Setelah sering bepergian berdua, aku belajar bersikap sebagai seorang “boncenger” dan  pendamping yang baik . Dalam  keadaan tak menyenangkan seperti ini, yang tidak boleh dilakukan adalah menampakkan wajah cemberut, mengeluh, bawel, manja, cengeng apalagi marah-marah menyalahkan Akang sebagai pengendara yang salah pilih jalan. 

Lalu harus bagaimana?  Membantu sebisanya, dan  tenang saja. Tidak bersikap menyebalkan disaat-saat sulit   sudah merupakan hal yang sangat membantu bagi Akang.

Seorang lelaki dengan motor bebek datang dari arah berlawanan. 

“ Pak, tolong bantu saya mendorong motor.” Seru Akang.

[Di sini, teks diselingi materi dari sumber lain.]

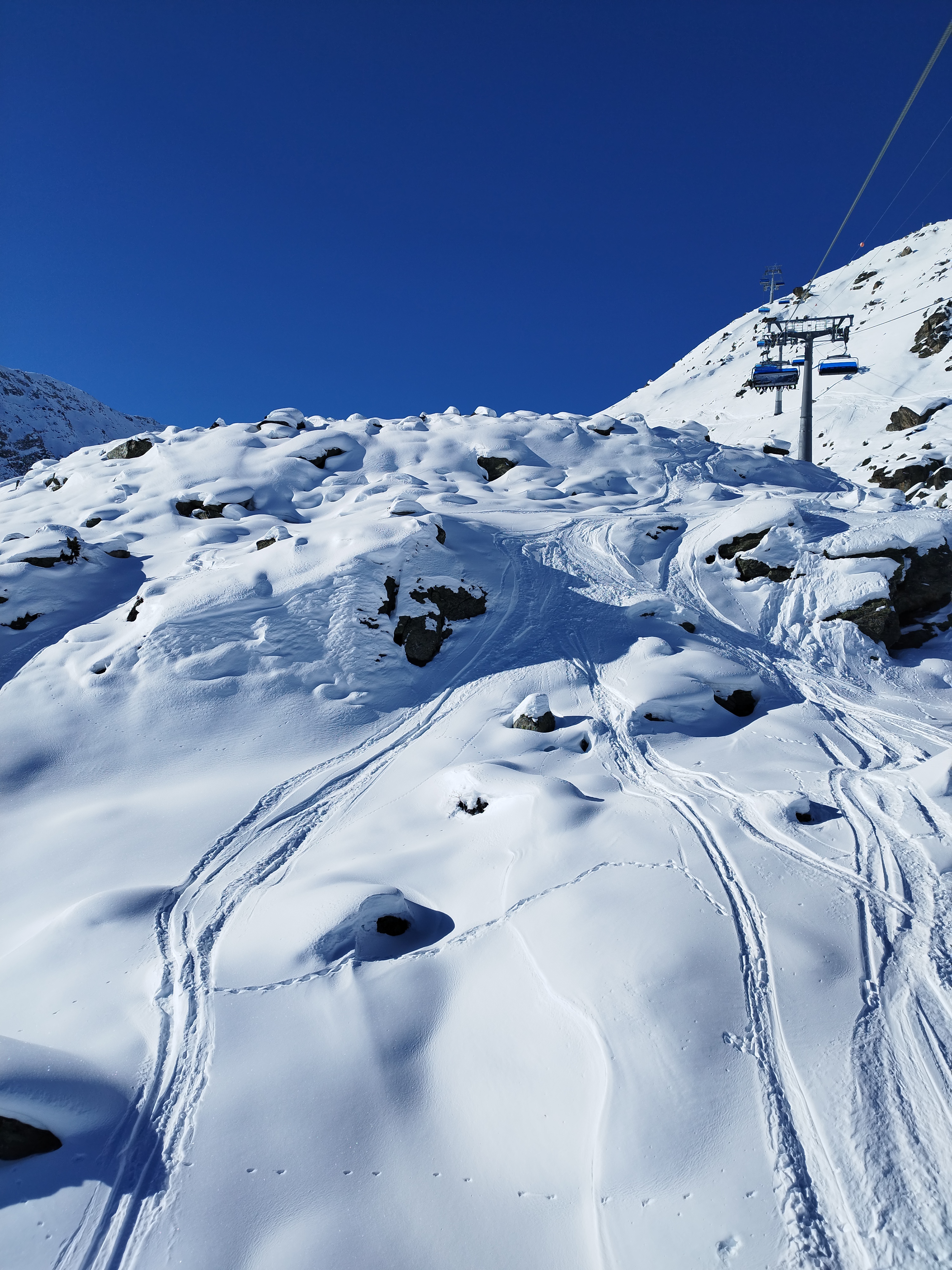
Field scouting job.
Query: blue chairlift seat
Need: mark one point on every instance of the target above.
(838, 366)
(774, 375)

“Oh, iya, Pak. Sebentar ya. “ Jawabnya.

Lelaki itu segera menepikan motornya. Lalu datang lagi dua anak muda yang berboncengan dengan motor bebek. Anak-anak muda itu memakai sepatu kets, salah satunya berwarna putih bersih, tapi mereka baik sekali!  Tak takut sepatunya jadi kotor, tanpa diminta mereka langsung bergabung membantu mendorong motor .
Aksi pembebasan si Kuning


Dengan tenaga 4 laki-laki, sebentar saja motor itu terbebas dari lumpur. Alhamdulillah... Senangnya bertemu dengan orang-orang yang suka menolong. Aku dan Akang langsung sumringah dan berkali-kali mengucapkan terimakasih. Para penolong pun segera berlalu, melanjutkan perjalanannya.
Si Kuning, motor kami, ditepikan di sisi jalan. Kami berdua celingukan kebingungan. Si Kuning kotor sekali!  Bagaimana bisa duduk di jok yang penuh noktah lumpur?

Setelah terbebas dari lumpur

Aku membuka tas dibagian badan motor, mengambil tisu basah. Lalu mulai membersihkan bagian jok. Tapi butuh berlembar-lembar kertas tisu untuk membersihkan hingga jok layak di duduki. Bagaimana dengan bagian tutup side box? Kalau tak dibersihkan pasti bajuku ikut terkena lumpur.
Beberapa motor  dan mobil  melintas.

“ Ada apa Mbak? Jatuh ya? Luka nggak? “ Tanya seorang lelaki dari atas motor yang melaju pelan.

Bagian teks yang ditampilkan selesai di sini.